Senator Claire McCaskill
“There will be many people who are disappointed in today’s decision, even though it is a result of a deliberate legal process that’s being independently checked by Attorney General Eric Holder and the U.S. Justice Department. While we await the conclusion of that independent investigation—and continue working together for solutions to systemic issues highlighted by this tragedy—I’m praying that the good people of St. Louis and local law enforcement will remain peaceful and respectful of one another.”
Senator Roy Blunt
“Michael Brown’s death was a tragic loss for his family and for the community. Since August, I’ve been in close touch with clergy members and other local leaders, and I believe we all agree our first priority is peacefully healing and rebuilding the community after months of unrest. We must balance the rights of Americans to exercise their free speech alongside the rights of people to live peacefully and safely in their communities. I join Michael Brown’s family in urging protestors to do so peacefully… Michael’s death was tragic, and the months since this tragedy have marked a challenging time in Ferguson and across Missouri. Together, I know we can move forward and heal as we work to find better job opportunities in and more investment for challenged communities.”
And About Me
Some protestors made their way to my neighborhood late at night… A few knuckleheads threw bricks through some windows. As I walked up on Grand, this morning I oddly thought of an old episode of Late Night with David Letterman. He had a model on as a guest who was wearing a colored contact in one eye, so she had two different colored eyes, and she told Dave it was her fashion statement.
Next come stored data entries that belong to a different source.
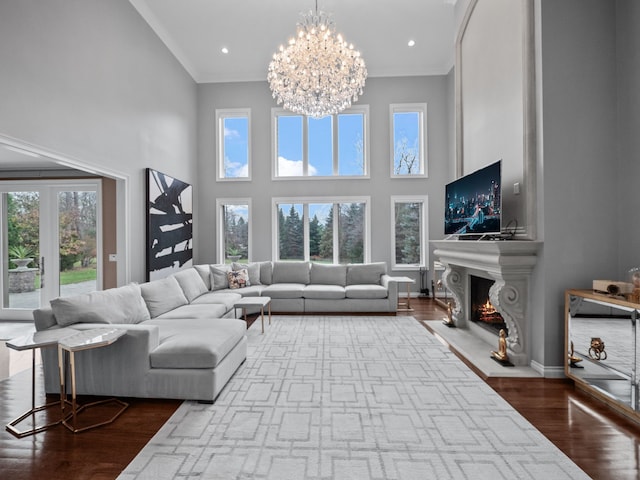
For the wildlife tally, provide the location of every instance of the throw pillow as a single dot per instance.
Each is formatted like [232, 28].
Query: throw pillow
[252, 268]
[238, 278]
[219, 276]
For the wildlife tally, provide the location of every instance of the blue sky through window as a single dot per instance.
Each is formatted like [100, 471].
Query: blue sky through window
[320, 146]
[236, 147]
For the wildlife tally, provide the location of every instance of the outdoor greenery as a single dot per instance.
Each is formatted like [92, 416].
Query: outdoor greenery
[321, 243]
[407, 233]
[236, 234]
[77, 211]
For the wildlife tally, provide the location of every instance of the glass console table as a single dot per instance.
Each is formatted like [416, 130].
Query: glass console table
[601, 345]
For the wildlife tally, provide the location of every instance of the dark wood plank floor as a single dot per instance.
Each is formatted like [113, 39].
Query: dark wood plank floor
[602, 442]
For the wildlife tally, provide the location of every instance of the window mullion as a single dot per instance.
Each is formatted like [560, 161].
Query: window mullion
[336, 237]
[305, 229]
[335, 141]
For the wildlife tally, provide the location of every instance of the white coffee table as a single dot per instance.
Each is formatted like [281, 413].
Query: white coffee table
[84, 340]
[33, 341]
[247, 302]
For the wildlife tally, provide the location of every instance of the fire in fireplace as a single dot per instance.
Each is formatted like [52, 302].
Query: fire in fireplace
[483, 312]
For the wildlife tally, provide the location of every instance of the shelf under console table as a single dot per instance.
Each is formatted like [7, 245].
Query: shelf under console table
[601, 340]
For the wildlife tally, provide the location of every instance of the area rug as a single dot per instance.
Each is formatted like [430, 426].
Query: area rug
[332, 397]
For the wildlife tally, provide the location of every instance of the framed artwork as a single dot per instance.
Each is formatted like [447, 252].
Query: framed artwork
[169, 224]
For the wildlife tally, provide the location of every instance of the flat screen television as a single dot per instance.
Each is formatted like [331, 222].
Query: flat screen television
[473, 203]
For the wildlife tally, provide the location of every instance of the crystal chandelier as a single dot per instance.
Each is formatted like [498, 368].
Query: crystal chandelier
[318, 73]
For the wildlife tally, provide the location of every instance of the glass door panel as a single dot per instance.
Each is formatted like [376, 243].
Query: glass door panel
[77, 242]
[22, 278]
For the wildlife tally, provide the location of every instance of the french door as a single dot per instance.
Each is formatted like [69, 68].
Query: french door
[51, 243]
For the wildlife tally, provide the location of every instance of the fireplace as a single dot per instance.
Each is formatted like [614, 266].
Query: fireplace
[489, 283]
[481, 310]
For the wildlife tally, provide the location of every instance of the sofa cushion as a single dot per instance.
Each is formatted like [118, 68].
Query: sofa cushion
[253, 269]
[191, 283]
[284, 290]
[328, 274]
[290, 272]
[202, 310]
[204, 344]
[219, 276]
[365, 291]
[363, 273]
[115, 305]
[220, 297]
[326, 292]
[238, 279]
[162, 295]
[266, 273]
[205, 274]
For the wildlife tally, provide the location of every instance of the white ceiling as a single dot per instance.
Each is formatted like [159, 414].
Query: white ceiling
[196, 30]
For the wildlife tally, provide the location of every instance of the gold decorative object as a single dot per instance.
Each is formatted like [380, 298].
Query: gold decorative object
[501, 354]
[449, 321]
[596, 350]
[573, 360]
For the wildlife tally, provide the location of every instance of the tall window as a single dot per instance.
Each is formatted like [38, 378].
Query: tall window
[234, 226]
[233, 140]
[409, 231]
[332, 146]
[408, 123]
[322, 230]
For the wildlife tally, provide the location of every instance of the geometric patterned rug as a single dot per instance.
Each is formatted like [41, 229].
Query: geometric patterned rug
[338, 397]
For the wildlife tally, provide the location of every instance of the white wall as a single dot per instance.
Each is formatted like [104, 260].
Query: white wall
[90, 80]
[378, 94]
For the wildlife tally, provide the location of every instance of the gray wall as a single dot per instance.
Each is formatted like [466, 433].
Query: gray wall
[628, 127]
[378, 94]
[577, 160]
[90, 80]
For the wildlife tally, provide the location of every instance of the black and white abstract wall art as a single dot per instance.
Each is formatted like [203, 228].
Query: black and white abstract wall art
[169, 224]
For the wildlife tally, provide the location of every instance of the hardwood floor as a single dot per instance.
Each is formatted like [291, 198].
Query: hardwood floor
[603, 443]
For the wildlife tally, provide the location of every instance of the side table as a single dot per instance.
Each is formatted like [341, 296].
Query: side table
[405, 306]
[84, 340]
[246, 302]
[33, 341]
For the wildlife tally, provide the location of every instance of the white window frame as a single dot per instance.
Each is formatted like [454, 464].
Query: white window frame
[424, 233]
[305, 201]
[221, 202]
[421, 109]
[221, 115]
[359, 109]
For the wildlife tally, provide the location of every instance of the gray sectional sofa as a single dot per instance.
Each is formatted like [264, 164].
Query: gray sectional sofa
[182, 338]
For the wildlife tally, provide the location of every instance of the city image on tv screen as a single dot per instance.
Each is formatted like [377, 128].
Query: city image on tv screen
[473, 203]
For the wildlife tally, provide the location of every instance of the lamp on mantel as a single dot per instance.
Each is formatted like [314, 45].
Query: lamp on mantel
[318, 73]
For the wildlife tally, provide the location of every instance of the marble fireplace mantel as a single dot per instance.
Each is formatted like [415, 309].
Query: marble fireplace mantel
[509, 264]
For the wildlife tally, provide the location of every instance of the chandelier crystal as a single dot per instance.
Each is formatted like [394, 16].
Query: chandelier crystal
[318, 73]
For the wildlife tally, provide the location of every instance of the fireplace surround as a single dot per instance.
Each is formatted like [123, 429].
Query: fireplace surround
[509, 265]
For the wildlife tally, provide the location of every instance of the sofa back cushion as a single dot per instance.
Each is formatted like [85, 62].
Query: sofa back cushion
[266, 273]
[291, 272]
[163, 295]
[219, 276]
[115, 305]
[191, 283]
[365, 273]
[328, 274]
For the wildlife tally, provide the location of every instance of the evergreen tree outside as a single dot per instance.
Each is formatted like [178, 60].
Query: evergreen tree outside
[407, 233]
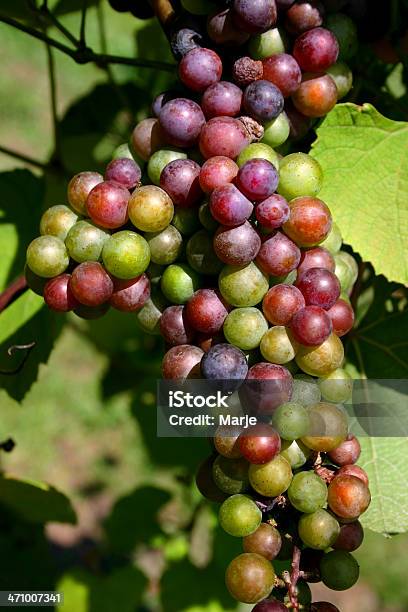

Letterman then asked, “And what would that statement be?” The question stumped her, and finally she shrugged and said, “Look at me I have two different colored eyes?”
I wonder if the protestors who decided to destroy property last night thought they were making a statement, and if so, what exactly that statement was.
Slay for Mayor - $10,000 from Centene Corporation.
Scott Sifton for Missouri - $10,000 from Joe Keaveny for Senate.
Happy birthdays to Joe Lakin, Willis Jones (41), and former Rep. Bill Deeken (75).